9. A specific heat shock protein 90α subtype inhibitor according to claim 1 or a pharmaceutically acceptable salt, solvate or hydrate thereof or the pharmaceutical composition according to claim 2 in the preparation of preventing and/or treating cancer or the application of oncology drugs,

   Preferably, the cancer or tumor includes bladder cancer, breast cancer, cervical cancer, colon cancer, esophageal cancer, head and neck cancer, liver cancer, lung cancer (eg, small cell lung cancer and non-small cell lung cancer), melanoma, myeloma, Neuroblastoma, ovarian cancer, pancreatic cancer, prostate cancer, kidney cancer, sarcoma, skin cancer, stomach cancer, testicular cancer, thyroid cancer and uterine cancer;

   Colon cancer is more preferably colorectal cancer; lung cancer is more preferably small cell lung cancer or non-small cell lung cancer; sarcoma is more preferably osteosarcoma, and skin cancer is more preferably squamous cell carcinoma.
10. A specific heat shock protein 90α subtype inhibitor according to claim 1 or a pharmaceutically acceptable salt, solvate or hydrate thereof or the pharmaceutical composition according to claim 2 in the preparation of a medicine for inhibiting cell growth.
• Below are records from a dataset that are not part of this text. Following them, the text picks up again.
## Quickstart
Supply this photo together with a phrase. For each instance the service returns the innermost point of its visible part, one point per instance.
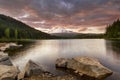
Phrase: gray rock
(86, 66)
(8, 72)
(31, 69)
(5, 60)
(61, 62)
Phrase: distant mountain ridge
(13, 29)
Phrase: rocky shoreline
(78, 68)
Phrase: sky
(84, 16)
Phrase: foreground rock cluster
(78, 68)
(85, 67)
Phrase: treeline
(14, 29)
(113, 30)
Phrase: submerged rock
(8, 72)
(85, 66)
(46, 77)
(31, 69)
(5, 60)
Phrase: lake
(45, 53)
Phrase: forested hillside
(14, 29)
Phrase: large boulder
(8, 72)
(5, 60)
(85, 66)
(31, 69)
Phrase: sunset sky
(85, 16)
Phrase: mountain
(62, 32)
(13, 29)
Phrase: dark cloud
(63, 12)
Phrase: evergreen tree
(7, 33)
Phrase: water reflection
(45, 52)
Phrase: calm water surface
(45, 53)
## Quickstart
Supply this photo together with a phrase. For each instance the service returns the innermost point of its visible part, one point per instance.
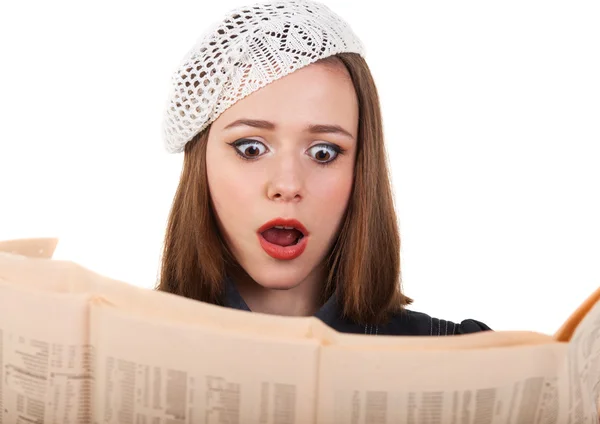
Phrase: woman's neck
(301, 300)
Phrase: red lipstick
(283, 252)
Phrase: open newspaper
(77, 347)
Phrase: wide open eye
(249, 149)
(324, 153)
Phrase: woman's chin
(278, 280)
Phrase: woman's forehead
(316, 95)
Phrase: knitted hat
(251, 47)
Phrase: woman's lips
(283, 252)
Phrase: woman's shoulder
(413, 323)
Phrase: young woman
(284, 204)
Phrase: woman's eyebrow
(313, 128)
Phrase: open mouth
(283, 238)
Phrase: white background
(491, 112)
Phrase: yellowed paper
(477, 386)
(150, 370)
(31, 247)
(45, 362)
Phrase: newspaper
(77, 347)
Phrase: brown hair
(364, 263)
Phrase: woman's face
(285, 151)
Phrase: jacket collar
(328, 313)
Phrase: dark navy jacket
(408, 323)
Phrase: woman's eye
(323, 153)
(249, 149)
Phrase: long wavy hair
(364, 262)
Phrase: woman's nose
(286, 182)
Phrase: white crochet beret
(251, 47)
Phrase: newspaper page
(151, 370)
(44, 356)
(500, 385)
(583, 371)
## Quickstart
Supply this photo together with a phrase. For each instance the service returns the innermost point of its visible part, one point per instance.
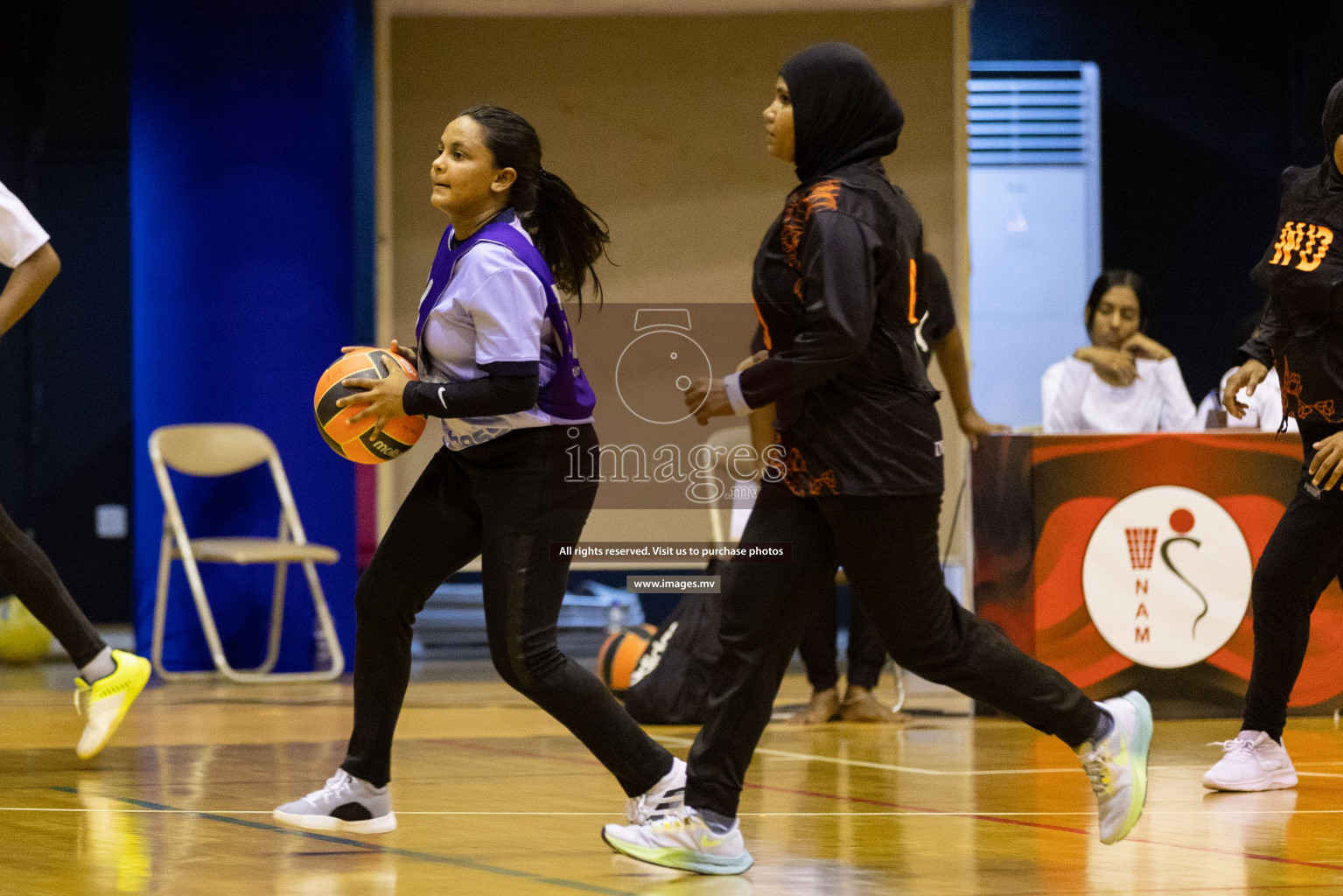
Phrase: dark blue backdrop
(250, 268)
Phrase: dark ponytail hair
(1107, 281)
(570, 235)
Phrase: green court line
(375, 848)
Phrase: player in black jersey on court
(861, 480)
(1302, 332)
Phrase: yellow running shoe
(108, 700)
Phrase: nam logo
(1166, 577)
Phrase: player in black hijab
(1302, 332)
(860, 485)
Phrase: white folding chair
(223, 449)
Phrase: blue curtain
(250, 199)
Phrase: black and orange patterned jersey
(1302, 270)
(836, 289)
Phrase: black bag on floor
(670, 682)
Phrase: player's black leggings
(27, 570)
(866, 654)
(1299, 560)
(888, 547)
(497, 501)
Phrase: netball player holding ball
(496, 363)
(861, 482)
(1302, 332)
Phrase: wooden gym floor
(493, 797)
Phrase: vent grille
(1033, 113)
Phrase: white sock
(100, 667)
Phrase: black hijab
(1331, 122)
(843, 110)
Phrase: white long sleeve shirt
(20, 234)
(1077, 401)
(1265, 406)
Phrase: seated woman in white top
(1123, 382)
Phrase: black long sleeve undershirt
(509, 387)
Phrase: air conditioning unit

Application, preferably, the application comprises making the cell of claim 1 and the specific heat shock protein 90α isoform inhibitor or a pharmaceutically acceptable salt, solvate or hydrate or the cell of claim 2 pharmaceutical composition contact;

    Preferably, the cells are tumor cells, further preferably, the cells are mammalian tumor cells or human tumor cells;

    Alternatively, the cells are cancer cells, further preferably, the cells are mammalian cancer cells or human cancer cells;

    Further preferably, the cancer cells include bladder cancer, breast cancer, cervical cancer, colon cancer, esophageal cancer, head and neck cancer, liver cancer, lung cancer, melanoma, myeloma, neuroblastoma, ovarian cancer, pancreatic cancer, prostate cancer cancer, kidney cancer, sarcoma, skin cancer, stomach cancer, testicular cancer, thyroid cancer and uterine cancer;

    Colon cancer is more preferably colorectal cancer; lung cancer is more preferably small cell lung cancer or non-small cell lung cancer; sarcoma is more preferably osteosarcoma, and skin cancer is more preferably squamous cell carcinoma;

    Further preferably, the cancer cells are bladder cancer, squamous cell carcinoma, head and neck cancer, colorectal cancer, esophageal cancer, gastric cancer, gynecological cancer, pancreatic cancer, rectal cancer, breast cancer, prostate cancer, female genital cancer, skin cancer, Brain, genitourinary, lymphatic, gastric, laryngeal, or lung cancer cells;

    Further preferably, the cancer cells are metastatic cancer cells, including bladder cancer, breast cancer, cervical cancer, colon cancer, esophageal cancer, head and neck cancer, liver cancer, lung cancer, melanoma, myeloma, neuroblastoma, ovary cancer, pancreatic cancer, prostate cancer, kidney cancer, sarcoma, skin cancer, stomach cancer, testicular cancer, thyroid cancer and uterine cancer;

    Colon cancer is more preferably colorectal cancer; lung cancer is more preferably small cell lung cancer or non-small cell lung cancer; sarcoma is more preferably osteosarcoma, and skin cancer is more preferably squamous cell carcinoma.